こんばんは!
愛着あるモンキー号でのナイトクルーズ、今夜が打ち止めとなる。
少なくとももう三年乗るつもりであった。

気分良く自賠責の更新を済ませた矢先の、コレだ。
(参考記事)
これでもう、原付一種が安全に走りを楽しめる場所は、やがて公道から消え失せる。
だがこの「自転車通行帯進入青切符」、善意に解釈するならば、極めて無駄、かつ非効率的な私のバイクライフを見直すキッカケになった事は確かである。
もう一つの問題がこれ。

この大型バイクを二台収納できるサイズのコンテナ、やはり月々の賃料は高く、安月給な私のサイフを常に圧迫している。
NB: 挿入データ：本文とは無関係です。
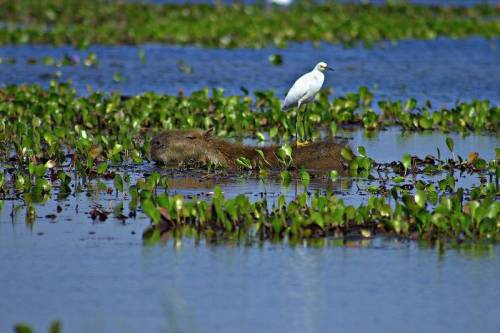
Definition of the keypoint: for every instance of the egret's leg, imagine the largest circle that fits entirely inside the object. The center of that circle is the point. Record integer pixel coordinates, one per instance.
(297, 123)
(304, 120)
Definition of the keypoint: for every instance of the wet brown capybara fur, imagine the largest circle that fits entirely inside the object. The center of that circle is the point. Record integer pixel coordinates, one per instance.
(188, 147)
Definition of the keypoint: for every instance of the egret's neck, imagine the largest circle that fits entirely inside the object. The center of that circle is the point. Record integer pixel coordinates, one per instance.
(318, 74)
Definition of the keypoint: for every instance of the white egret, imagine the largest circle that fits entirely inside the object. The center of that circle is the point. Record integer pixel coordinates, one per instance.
(304, 90)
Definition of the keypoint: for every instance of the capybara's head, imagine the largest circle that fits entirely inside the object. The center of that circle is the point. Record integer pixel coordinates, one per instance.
(180, 147)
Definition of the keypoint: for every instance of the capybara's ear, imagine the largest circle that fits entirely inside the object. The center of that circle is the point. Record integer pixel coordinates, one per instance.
(208, 133)
(192, 135)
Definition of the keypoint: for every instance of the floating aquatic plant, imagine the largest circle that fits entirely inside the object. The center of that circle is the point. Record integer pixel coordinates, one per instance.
(80, 23)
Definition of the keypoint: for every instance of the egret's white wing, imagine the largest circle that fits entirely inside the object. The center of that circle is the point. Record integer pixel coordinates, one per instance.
(299, 89)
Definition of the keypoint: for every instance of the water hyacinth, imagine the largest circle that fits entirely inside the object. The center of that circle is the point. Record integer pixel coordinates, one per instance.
(81, 23)
(410, 216)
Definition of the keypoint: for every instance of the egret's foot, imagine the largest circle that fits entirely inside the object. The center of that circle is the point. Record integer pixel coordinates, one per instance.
(302, 143)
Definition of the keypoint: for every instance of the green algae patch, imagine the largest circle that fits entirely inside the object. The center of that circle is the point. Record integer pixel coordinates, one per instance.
(81, 23)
経済的理由もさる事ながら、このサイズ、物件自体が極端に少なく、なかなか希望の場所に「空き」が発生しない。
現在借りているこの物件も自宅から遠く、毎度々々行き帰りの「バイクチェンジ」に想像以上の時間が取られ、結果、遠乗りをしなくなった。ここ2~3年で最も「走った」のは、時間的にはモンキー号、距離的にはムーブ号、といった所か。
賃料も安く近場にいくらでも空きのある「バイク一台分」物件に借り替え、そこにSTを収納しよう。未だレストアも完了しておらず無責任に売れる物でもないし、何よりマッドマックスシリーズでバイクに興味を持った者にとって特別な車両である。「飾り物バイク」はそれに相応しいこの一台だけで良い。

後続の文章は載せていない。